Matrat est un fou, un génie. Tout en lui épouse sa musique, ses chansons : ce visage qui se tord, ces mains qui dessinent les maux pris à la gorge des mots, ce corps en transes qui éructe d’étranges chorégraphies… Il en est beau, il est beau, il a vingt ans depuis longtemps, pile l’âge qui coule en ses artères, à faire pâlir tous les autres rockers, les démonétiser. Sauvons la mise, mec !, Cache ta joie !, Jette un sort !, Tire une jatte !, autant de titres que d’injonctions, de grands moments d’un concert entre tous flamboyant.
Il fallait être là. Concert-collector, unique, qui longtemps nourrira l’émotion, les souvenirs. Le biographe de Factory peut ajouter un chapitre, un codicille : ce Rock à la Bricotte fait déjà partie de l’Histoire.
Parmi ce que NosEnchanteurs a déjà écrit sur Matrat, c’est là. En vidéo : Cache ta joie, à l’époque :
Quand je suis arrivé dans les environs de Saint-Etienne, il y a pas loin de trente ans, sachant que j’aimais la chanson, on m’a parlé de Bernard Lavilliers, un peu. De Michel Corringe, beaucoup. Et de « Cache ta joie », qui était encore dans toutes les oreilles. Un copain de l’époque, fou de musiques, me certifiait qu’il n’y avait que deux très grands chanteurs au monde : Mick Jagger et Yves Matrat. Moi je ne connaissais pas encore Matrat, je ne savais pas que j’allais m’en faire un grand ami… A la Bricotte, j’ai revu ce copain, Ahmed, après quatorze ans d’absence. Nous étions enfin réunis, lui, Matrat et moi.
Yves Matrat chante aussi (très bien) la reprise…http://youtu.be/oDAdTkESBrU. Nombreuses version récentes de « Cache ta joie » mais toutes de mauvaise qualité…

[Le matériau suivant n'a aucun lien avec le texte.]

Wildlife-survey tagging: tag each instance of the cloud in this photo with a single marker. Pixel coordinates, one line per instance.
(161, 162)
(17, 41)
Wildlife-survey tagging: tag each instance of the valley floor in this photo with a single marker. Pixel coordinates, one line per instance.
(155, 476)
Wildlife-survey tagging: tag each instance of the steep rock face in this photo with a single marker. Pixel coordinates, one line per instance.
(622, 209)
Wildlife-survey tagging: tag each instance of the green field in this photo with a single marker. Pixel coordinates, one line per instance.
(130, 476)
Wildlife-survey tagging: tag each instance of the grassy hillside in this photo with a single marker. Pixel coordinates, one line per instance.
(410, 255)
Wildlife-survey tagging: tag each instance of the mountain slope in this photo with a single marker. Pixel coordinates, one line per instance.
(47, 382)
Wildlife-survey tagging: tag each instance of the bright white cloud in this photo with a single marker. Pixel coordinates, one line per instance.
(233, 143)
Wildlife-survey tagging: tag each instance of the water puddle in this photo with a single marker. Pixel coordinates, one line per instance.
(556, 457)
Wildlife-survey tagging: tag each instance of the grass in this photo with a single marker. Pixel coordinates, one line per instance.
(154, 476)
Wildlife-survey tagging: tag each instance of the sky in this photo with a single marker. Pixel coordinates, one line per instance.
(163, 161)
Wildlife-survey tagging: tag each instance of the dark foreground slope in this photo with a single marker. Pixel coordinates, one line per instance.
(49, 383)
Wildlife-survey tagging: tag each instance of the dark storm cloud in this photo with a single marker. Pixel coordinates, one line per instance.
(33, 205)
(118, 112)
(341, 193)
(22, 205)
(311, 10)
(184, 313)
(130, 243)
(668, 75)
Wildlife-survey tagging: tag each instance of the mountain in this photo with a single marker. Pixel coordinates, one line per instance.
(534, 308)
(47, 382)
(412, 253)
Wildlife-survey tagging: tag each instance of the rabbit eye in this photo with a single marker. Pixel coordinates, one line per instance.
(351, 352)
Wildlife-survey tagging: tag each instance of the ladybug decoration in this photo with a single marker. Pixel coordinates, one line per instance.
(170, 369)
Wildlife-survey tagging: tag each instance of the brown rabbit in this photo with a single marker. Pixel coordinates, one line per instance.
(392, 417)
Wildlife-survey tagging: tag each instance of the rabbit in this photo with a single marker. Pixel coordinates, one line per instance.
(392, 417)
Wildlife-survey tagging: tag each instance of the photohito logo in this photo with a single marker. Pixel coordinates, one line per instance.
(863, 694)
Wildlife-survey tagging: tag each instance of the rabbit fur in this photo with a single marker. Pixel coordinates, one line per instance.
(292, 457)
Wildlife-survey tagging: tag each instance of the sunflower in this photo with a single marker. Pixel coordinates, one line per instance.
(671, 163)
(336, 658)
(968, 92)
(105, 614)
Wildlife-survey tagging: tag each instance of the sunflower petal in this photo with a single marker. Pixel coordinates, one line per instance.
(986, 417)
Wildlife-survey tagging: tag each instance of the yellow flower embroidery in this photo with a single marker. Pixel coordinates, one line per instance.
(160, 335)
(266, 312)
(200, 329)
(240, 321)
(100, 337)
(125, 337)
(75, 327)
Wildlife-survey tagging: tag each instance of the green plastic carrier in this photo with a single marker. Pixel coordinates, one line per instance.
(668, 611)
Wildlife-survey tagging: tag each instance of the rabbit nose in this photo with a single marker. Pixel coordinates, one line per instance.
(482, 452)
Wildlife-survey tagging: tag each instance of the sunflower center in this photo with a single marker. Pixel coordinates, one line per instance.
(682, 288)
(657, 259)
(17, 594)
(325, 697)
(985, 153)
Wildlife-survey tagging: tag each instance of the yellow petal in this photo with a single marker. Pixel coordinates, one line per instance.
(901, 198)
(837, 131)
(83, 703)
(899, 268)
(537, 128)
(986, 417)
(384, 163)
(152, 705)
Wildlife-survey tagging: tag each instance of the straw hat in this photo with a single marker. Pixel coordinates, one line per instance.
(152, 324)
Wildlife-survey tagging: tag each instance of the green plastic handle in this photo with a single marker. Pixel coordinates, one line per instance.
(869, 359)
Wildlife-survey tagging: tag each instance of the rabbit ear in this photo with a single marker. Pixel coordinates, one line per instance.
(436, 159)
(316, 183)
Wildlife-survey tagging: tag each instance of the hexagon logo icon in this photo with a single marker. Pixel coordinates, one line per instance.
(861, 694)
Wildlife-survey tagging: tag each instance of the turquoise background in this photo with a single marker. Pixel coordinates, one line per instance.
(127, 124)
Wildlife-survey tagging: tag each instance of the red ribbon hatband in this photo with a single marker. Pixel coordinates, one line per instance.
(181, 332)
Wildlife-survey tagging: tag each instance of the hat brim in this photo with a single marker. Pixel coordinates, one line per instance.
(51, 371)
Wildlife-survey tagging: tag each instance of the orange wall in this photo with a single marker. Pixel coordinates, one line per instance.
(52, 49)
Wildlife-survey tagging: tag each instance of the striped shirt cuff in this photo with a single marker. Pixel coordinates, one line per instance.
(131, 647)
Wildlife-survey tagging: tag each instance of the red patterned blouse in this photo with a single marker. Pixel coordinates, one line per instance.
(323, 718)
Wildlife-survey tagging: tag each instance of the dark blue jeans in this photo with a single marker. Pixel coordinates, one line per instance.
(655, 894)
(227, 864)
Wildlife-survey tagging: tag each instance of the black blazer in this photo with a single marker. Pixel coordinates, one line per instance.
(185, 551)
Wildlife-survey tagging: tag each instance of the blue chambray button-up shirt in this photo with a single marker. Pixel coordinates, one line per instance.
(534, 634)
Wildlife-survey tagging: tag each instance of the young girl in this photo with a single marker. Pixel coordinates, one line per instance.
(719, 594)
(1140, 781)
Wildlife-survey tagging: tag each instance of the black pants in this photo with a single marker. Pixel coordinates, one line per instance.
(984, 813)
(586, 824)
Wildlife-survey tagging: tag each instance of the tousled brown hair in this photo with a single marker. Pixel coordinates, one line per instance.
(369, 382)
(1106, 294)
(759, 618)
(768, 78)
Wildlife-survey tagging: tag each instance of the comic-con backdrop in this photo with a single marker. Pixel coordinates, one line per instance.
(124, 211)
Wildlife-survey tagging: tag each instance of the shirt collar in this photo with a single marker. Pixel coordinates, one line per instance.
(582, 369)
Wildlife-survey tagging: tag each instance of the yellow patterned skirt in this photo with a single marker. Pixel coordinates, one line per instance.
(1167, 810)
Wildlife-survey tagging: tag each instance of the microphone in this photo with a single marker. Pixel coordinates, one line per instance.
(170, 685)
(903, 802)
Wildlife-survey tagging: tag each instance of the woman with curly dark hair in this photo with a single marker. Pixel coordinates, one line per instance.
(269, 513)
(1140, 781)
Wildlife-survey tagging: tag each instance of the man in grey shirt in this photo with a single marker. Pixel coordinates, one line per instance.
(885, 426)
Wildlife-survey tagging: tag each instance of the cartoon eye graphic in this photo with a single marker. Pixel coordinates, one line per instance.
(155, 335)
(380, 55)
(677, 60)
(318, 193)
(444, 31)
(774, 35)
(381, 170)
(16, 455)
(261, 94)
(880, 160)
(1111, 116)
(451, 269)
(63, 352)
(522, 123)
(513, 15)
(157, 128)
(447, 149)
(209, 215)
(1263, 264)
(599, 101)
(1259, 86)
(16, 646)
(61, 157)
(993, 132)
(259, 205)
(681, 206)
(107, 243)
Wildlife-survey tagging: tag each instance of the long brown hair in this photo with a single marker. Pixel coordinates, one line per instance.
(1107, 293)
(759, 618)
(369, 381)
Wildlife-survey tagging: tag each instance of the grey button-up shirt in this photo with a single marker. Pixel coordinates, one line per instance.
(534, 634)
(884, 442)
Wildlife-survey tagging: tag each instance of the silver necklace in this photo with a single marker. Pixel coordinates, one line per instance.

Ce que je viens de lire de la part de Michel concernant le concert « Cache ta joie » de samedi dernier 19 juillet m’invite à demander à tous ceux qui ont quelque lien informatique que ce soit avec moi , d’aller savourer les lignes de Kemper. Merci Michel
Je n’ai pas pu assister à ce concert samedi… un peu en berne financièrement… j’aurais tant aimé y être…, mais je savoure à plein ces lignes de Michel Kemper qui me font un énorme bien… merci à lui et à toi, Yves, pour me permettre cette lecture. Factory est une partie de ma vie… et toujours présent. A force de l’emmener partout toutes ces années, j’ai fini par égarer le double cd « bande à part » (snif !), mais je conserve toujours le 45tr « zazous » ainsi que « les écrits de la voix », avec tes bienveillantes dédicaces… bien à toi et à puce ce guitariste de ouf… et à l’auteur de cet prose.